= DMAN =

DMAN, also known as Departure Manager, is a planning tool developed to improve the departure flows at airports and increase the predictability. DMAN calculates the Target Take Off Times (TTOT) and the Target Startup Approval Times (TSAT) taking multiple constraints and preferences into account. As a result, the DMAN provides a planned departure flow with the goal to maintain an optimal throughput at the runway, reduce queuing at holding point and distribute the information to various stakeholders at the airport (i.e. the airline, ground handling and Air traffic control (ATC). EUROCONTROL have defined DMAN as:

"DMAN is a planning system to improve departure flows at airports by calculating the Target Take Off Time (TTOT) and Target Start-up Approval Time (TSAT) for each flight, taking multiple constraints and preferences into account."

== Benefits ==

The DMAN has several benefits which may vary depending on the local conditions at an airport.

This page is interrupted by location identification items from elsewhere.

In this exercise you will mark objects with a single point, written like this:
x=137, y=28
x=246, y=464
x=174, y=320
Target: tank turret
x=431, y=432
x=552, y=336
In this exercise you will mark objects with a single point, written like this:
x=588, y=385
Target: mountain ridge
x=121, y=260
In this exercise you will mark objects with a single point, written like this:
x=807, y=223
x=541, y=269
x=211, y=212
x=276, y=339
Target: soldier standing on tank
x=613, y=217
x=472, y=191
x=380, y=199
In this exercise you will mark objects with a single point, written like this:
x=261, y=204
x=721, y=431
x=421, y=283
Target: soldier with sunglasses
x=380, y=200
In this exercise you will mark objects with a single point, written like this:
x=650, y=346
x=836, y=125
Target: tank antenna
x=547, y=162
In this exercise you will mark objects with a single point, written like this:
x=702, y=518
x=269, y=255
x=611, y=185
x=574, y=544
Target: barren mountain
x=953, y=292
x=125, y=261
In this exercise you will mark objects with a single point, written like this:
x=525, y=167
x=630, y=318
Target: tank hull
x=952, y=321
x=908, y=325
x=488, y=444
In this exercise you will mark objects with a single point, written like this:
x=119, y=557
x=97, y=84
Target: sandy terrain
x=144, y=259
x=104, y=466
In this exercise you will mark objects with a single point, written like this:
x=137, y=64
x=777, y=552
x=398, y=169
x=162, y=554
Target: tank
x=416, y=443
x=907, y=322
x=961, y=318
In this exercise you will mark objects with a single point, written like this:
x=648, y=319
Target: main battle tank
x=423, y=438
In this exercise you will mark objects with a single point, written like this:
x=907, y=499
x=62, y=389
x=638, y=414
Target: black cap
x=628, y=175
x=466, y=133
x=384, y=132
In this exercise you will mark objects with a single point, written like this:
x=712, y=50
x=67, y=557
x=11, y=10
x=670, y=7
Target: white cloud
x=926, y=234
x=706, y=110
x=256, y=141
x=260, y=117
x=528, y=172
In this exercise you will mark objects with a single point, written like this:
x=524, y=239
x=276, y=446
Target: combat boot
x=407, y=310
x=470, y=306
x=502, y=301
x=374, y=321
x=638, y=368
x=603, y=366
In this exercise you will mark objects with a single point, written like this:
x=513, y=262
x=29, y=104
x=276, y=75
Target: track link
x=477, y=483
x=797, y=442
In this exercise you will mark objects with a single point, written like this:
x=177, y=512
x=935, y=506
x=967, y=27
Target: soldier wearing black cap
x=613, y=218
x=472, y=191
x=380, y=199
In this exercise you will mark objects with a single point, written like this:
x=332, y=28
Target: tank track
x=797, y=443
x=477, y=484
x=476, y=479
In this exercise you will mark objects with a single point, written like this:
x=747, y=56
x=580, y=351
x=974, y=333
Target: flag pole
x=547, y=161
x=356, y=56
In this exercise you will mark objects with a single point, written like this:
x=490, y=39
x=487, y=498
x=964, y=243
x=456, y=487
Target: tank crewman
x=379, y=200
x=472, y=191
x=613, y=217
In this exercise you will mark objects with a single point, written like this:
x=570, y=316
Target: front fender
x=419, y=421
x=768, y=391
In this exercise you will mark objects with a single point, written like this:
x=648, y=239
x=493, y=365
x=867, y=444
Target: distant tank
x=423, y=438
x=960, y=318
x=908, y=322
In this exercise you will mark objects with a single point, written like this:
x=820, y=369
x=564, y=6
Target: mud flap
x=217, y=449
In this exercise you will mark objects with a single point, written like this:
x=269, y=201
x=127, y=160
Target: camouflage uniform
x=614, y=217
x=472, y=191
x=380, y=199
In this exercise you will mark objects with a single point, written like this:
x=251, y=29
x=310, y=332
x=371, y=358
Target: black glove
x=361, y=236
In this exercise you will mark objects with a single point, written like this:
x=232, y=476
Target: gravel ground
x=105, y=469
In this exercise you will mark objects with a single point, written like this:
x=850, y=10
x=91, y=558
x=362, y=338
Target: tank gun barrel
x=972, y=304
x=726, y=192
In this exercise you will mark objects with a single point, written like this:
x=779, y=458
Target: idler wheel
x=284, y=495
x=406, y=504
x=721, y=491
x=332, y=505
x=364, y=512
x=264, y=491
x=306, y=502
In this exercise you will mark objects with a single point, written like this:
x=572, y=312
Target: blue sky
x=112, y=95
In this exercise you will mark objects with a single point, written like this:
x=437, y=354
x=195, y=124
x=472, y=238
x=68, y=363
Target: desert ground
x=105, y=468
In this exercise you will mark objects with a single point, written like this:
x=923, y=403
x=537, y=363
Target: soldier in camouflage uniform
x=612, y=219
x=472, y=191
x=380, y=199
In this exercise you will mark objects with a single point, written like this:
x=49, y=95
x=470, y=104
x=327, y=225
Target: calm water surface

Generally the main benefits are:

===Environmental===
Reduced emissions since the Target Startup Approval Times (TSAT) from a DMAN calculation results in reduced queuing at the holding point at the runway. Aircraft can therefore reduce their overall taxi time from their gate/stand to their actual take off from the runway and minimise their fuel emissions.

===Predictability===
DMAN adds predictability to the departure flow resulting in optimised resource management for ground handling, airline operators etc. The DMAN builds upon the EUROCONTROL A-CDM process and is an enabler for improving the quality of the information shared by the stakeholders at the airport. By creating a stable departure sequence the different operators can plan their work more efficiently.

===Reactivity===
DMAN enables an improved reactivity of unforeseen events and can therefore reduce the negative impact of such an event (e.g. instantaneous runway closure due to suspected debris, weather changes etc.). By constantly monitoring and distributing information the DMAN can support the air traffic control (ATC) in an airport to make a new plan based on the current situation and quickly distribute the information to the different operators and stakeholders at the airport.

===Safety===
During peak hour operations the DMAN have shown a positive impact on ATC workload since the DMAN holds aircraft at gate and as a result reduces the amount of traffic taxiing simultaneously.